The scientists synthesized this novel film of iron, selenium, and tellurium to push existing performance parameters. In addition to the raw materials being relatively inexpensive, the synthesis process itself can be performed at just half the temperature of cuprate-based HTS alternatives, or approximately 400 degrees Celsius.
The team used a thin film fabrication technique called pulsed-laser deposition, which uses a high-power laser to vaporize materials that are then collected in layers on a substrate. This complex technique is a bit like carefully collecting the gas as it rises above a boiling pot, only with nearly atomic-level precision.
“A key breakthrough here is the discovery that adding layers of cesium-oxide in between the films and substrates dramatically increased the superconductor’s critical current density, or maximum electricity load, as well as the critical temperature at which the material becomes superconducting,” said Brookhaven Lab physicist Qiang Li, head of the Advanced Energy Materials Group and leader of this study. “That critical temperature threshold rose 30 percent over the same compound made without this layering process—still a very cold -253 degrees Celsius, but it promises significant application potential.”
When tested, the critical current density of the new iron-based superconductor reached more than 1 million amperes (amps) per square centimeter, which is several hundred times more than regular copper wires can carry over the same area. Under an intense 30-tesla magnetic field, the film carried a record-high 200,000 amperes per square centimeter. For scale, consider that household circuit breakers usually blow when hitting just 20 amps.
In devices such as MRIs, using electricity to generate powerful magnetic fields is essential, and the magnetic tolerance of the superconducting wires must be high. The thin films in the new study remained functional under that 30-tesla magnetic field, while most hospital MRIs require just 1-3 tesla.
The researchers extended the study to include thin films grown on flexible metallic materials called rolling-assisted biaxial textured substrates, or RABiTS. These substrates, developed in a proprietary process invented by scientists at DOE’s Oak Ridge National Laboratory, offered a similar performance with particularly important implications for long-length scaled up production in the future.

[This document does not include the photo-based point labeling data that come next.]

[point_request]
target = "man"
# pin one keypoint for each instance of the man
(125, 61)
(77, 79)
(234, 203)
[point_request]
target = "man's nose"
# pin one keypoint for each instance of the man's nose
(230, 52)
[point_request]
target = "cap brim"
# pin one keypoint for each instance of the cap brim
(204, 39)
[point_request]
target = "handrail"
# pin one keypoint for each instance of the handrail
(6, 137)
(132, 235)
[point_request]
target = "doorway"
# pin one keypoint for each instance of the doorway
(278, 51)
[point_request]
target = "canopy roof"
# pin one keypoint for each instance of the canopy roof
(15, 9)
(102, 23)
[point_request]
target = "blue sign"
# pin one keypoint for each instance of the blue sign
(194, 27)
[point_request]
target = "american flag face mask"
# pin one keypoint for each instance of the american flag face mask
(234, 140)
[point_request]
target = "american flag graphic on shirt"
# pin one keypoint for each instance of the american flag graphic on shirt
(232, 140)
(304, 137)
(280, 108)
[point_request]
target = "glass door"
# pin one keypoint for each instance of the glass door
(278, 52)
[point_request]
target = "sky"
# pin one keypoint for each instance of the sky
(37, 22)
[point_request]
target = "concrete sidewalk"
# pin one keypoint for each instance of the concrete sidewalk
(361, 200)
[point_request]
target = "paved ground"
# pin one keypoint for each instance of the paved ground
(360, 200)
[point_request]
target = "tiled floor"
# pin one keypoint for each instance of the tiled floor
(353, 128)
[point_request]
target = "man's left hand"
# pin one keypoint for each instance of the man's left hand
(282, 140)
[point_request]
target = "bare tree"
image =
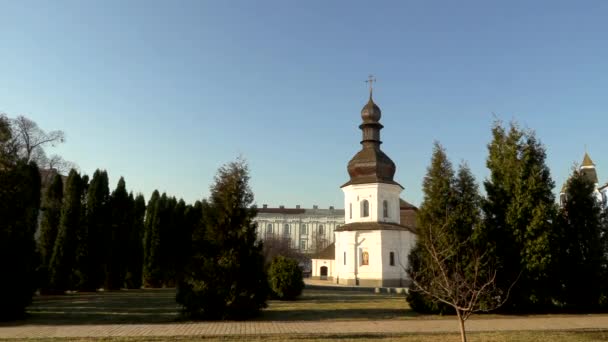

The scientists also used scanning electron microscopes to probe the structure of the thin films and conducted x-ray diffraction tests at Brookhaven’s National Synchrotron Light Source to further characterize the materials.
“We believe both critical current and transition temperatures can be further improved as we fine-tune the structure and chemical composition,” Qiang Li said. “The next step is to pinpoint the mechanism behind the findings—the relationship between the structure and properties—which will provide guidance for the discovery of new superconductors with even greater performance.”
The work at Brookhaven Lab was funded by the DOE’s Office of Basic Energy Science, and the RABiTS substrates were provided by Oak Ridge National Lab under funding from DOE’s Office of Electricity Delivery and Energy Reliability. Portions of the work were also carried out at the National High Magnetic Field Laboratory, which is supported by the National Science Foundation.